On the other hand, the more we know about Aldrich/Brink’s background, the easier it becomes to consider the stranger explanations. The Daily Mail followed up on his name change six years ago with even more background on the family, and it just keeps getting weirder. The name change was apparently an attempt to put distance between Aldrich/Brink and his father, who had become both an MMA fighter and a porn actor:
Brink reportedly left Aldrich’s mother when Anderson was a baby, before taking up MMA and porn, under the alias ‘Dick Delaware.’
He also appeared on camera on the reality shows Divorce Court and Intervention in 2009, when his fiancée tried to get him to stop using crystal meth, according to the New York Post.
Brink has an extensive criminal history, including convictions for battery against the alleged shooter´s mother, Laura Voepel, both before and after the suspect was born, state and federal court records show.
A 2002 misdemeanor battery conviction in California resulted in a protective order that initially barred the father, Aaron F. Brink, from contacting the suspect or his mother except through an attorney, but was later modified to allow monitored visits with the child.
The father also was sentenced to two and a half years in custody for importation of marijuana and while on supervised release violated his conditions by testing positive for illegal steroids, according to public records.

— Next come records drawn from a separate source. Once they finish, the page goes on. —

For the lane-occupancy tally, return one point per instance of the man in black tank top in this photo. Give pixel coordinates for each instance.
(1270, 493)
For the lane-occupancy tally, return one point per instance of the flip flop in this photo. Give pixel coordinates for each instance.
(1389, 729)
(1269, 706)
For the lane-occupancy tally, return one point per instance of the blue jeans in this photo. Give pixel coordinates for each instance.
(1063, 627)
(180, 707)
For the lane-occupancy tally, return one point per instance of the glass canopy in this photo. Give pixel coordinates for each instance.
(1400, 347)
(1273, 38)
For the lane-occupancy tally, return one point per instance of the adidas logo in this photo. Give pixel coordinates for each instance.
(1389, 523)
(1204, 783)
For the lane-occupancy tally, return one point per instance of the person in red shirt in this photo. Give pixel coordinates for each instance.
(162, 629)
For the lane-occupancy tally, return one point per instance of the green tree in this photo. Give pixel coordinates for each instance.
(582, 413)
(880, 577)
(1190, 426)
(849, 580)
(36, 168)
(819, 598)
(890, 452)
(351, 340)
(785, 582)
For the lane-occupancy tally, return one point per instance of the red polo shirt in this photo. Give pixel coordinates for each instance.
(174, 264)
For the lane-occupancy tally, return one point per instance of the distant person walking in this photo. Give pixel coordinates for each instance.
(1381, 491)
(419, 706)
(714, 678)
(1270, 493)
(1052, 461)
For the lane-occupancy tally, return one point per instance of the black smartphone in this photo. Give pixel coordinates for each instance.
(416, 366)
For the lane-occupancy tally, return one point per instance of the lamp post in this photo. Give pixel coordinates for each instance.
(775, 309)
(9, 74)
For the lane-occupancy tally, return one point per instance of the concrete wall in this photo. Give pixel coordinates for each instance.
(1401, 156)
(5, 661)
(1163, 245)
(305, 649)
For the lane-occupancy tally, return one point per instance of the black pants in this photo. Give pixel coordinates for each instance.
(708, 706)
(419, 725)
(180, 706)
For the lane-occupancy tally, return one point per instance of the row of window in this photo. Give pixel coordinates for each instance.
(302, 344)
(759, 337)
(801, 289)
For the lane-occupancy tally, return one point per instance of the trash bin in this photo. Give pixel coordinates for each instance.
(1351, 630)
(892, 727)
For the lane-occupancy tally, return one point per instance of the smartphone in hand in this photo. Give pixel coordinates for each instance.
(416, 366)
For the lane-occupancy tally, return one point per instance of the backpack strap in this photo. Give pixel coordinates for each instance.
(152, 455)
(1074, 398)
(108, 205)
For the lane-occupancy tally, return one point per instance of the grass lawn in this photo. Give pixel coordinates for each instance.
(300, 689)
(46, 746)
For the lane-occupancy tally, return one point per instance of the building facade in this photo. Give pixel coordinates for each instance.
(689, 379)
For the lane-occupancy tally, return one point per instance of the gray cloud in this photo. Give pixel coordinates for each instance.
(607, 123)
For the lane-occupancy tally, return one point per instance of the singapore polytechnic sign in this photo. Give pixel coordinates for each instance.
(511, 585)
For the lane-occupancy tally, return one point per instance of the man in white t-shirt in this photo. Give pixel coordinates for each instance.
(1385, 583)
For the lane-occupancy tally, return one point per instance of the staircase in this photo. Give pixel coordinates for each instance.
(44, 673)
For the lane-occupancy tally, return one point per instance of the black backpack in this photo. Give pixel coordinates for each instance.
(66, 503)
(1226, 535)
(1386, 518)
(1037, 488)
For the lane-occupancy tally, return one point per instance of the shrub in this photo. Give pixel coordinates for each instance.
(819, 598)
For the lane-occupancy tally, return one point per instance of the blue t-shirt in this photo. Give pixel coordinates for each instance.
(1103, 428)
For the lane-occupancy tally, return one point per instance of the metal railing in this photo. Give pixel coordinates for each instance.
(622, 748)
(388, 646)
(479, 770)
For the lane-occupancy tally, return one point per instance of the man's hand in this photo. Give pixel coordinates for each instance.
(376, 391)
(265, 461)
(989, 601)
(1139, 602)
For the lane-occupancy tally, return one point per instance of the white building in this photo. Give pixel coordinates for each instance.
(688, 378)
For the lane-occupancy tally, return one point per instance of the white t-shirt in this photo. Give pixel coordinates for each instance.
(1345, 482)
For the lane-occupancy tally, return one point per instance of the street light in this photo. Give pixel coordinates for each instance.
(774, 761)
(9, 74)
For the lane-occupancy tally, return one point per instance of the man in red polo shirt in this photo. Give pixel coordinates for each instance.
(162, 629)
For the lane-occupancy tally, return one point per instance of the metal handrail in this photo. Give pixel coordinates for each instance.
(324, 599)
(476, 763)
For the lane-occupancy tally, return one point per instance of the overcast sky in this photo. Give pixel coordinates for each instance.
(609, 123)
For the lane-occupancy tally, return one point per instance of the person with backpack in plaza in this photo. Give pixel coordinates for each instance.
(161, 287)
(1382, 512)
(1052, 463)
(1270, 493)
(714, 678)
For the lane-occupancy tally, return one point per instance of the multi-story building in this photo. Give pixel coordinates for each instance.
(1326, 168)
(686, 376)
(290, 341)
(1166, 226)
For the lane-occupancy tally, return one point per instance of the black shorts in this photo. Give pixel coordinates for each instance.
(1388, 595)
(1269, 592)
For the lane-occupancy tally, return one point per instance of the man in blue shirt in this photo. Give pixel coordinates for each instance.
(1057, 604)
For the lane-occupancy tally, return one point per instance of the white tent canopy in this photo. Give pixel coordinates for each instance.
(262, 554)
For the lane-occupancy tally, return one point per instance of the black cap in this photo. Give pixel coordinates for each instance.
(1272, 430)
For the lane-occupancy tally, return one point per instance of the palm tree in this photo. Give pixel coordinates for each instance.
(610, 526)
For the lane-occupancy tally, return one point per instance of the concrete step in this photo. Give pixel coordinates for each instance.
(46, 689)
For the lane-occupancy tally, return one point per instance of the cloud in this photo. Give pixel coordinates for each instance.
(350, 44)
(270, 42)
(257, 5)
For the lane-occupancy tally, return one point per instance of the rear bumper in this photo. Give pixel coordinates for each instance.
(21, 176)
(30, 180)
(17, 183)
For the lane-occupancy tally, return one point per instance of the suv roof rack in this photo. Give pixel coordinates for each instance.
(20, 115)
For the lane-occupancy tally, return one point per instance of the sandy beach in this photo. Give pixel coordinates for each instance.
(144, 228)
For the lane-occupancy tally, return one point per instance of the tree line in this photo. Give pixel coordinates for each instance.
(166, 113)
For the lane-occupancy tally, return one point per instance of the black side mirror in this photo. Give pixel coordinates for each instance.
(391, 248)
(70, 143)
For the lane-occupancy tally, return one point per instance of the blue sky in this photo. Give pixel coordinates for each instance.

This suspect had a very screwed-up childhood, no doubt. Don’t forget that his mother also picked up an arson charge along the way, which got pled down to a lesser charge eventually. Aldrich/Brink seemed primed to explode at some point — which again raises the question as to why prosecutors dropped felony charges last year against him for the bomb threat and kidnapping incident in June 2021. A local report suggested that the mother refused to cooperate, but Aldrich/Brink livestreamed the incident on Facebook. Prosecutors could have used that to take him to trial, get him committed for an extensive psychological evaluation, or at the very least used Colorado’s existing red-flag law to take away his weapons and prevent him from legally buying more of them.
Instead, no one did anything — not his family and not prosecutors. Now that Aldrich/Brink has exploded, plenty of media figures want to point fingers at political opponents to distract from the real questions about why existing laws never got applied when those might have saved five lives.
Addendum: CNN is similarly skeptical. Errol Louis and I are pretty much on the same page, especially when it comes to the relative import of the “hate crimes” charge. Ian Miles Cheong flags this for the hypocrisy, however, as does Matt Walsh more generally (via David Strom).
CNN misgenders the Colorado gay club shooter and claims the perpetrator isn’t actually non-binary. How quickly they drop all the pretense and admit that non-binary gender identities are made up. pic.twitter.com/4etcwWA0ph
— Ian Miles Cheong (@stillgray) November 23, 2022
Sorry but if you're on the Left then you have no right to deny the shooter's non-binary identity. You set a precedent here and we will hold you to it. You have to respect his identity. I don't. You do. These are your rules. Now take your medicine and shut up.